First there are three fuel grade varieties of E85, class 1, 2, and 3. Class 1 is made of 80-84% ethanol while class 2 is comprised of 75-79% (E75), and class 3 has 70-74% (E70) ethanol content. Edmunds conducted a test running one vehicle in similar conditions with one trip being fueled by gasoline, and the other by ethanol. What they found is that of the 4 performance benchmarks they used (0-60mph, 1/4 mile time, overtaking, etc…) only one tilted in ethanol’s favor, overtaking speeding from 50mph to 70mph. The margin using ethanol was four tenths of a second quicker than the time gasoline posted.
But wait! That’s not the whole story as with many things. We know that ethanol, particularly E85 has a higher jump octane rating than the comparable gasoline choices at the filling station which means you can buy race equivalent fuel for commuter prices. The fact that E85 has a higher “pump” octane rating means engines (properly setup to run E85) that call for premium grade fuel would benefit due to the high compression aspect inherent in its composition. Couple that with the fact that E85 in a vehicle tuned to burn ethanol can produce more horsepower than using a similar quantity of gasoline, and you start to see the competitive advantages over gasoline. An article in the Hot Rod Network mentions another advantage of E85 has a much greater latent heat of vaporization, cooling the intake charge like intercooling or water alcohol injection. So it’s got that going for it.
Applying What We’ve Learned
We know is that virtually all of the gas available at the pump will have ethanol or similar oxygenating agent to comply with federal emission standards. We know ethanol blends have lower energy content than gasoline, and fuel economy may also be reduced as a result.

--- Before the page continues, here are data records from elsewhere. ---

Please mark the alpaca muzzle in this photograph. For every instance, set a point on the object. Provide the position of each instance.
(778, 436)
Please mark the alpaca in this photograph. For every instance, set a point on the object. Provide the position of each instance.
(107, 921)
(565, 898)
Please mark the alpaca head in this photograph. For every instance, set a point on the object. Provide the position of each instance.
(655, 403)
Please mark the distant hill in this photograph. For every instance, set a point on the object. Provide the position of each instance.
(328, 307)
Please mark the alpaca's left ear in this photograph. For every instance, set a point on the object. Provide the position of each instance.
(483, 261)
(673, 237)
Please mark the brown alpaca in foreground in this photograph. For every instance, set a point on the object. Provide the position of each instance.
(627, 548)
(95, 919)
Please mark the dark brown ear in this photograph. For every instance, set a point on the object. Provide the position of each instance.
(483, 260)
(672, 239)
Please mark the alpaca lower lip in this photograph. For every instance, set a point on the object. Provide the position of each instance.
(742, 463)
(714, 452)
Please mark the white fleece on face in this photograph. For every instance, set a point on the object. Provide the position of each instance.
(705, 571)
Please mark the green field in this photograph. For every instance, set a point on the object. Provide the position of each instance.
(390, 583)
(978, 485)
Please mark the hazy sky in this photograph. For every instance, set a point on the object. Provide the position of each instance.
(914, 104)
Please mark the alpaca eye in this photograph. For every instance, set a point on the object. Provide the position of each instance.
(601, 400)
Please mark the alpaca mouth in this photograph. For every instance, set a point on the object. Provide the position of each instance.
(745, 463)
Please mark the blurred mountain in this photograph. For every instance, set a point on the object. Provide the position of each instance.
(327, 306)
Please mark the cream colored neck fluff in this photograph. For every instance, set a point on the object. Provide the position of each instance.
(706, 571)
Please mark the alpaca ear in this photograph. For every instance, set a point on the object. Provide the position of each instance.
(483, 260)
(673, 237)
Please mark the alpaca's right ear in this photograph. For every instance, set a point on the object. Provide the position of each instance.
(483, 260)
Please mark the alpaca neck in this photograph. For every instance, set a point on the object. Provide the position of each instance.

The good news is for performance fans. E85 has a higher pump octane rating than those of the premium grades of gasoline available at retail outlets, and E85 is sold at a discount when compared to gasoline grades sold at racetracks. The downside is the vehicle needs to be tuned to harness the potential gains of this blend, and cannot easily go back to running lesser blends without additional tuning which in turn makes it less flexible than simply using normal pump gasoline.
Ethanol is here today. Does it makes sense to run E85? That’s up to you. My goal was to provide you with a basic understanding as well as a starting point for you to continue your own research on fuels and additives if this particular rabbit hole is one you want to continue down.
*Critics argue it actually takes more energy to produce the equivalent amount of ethanol.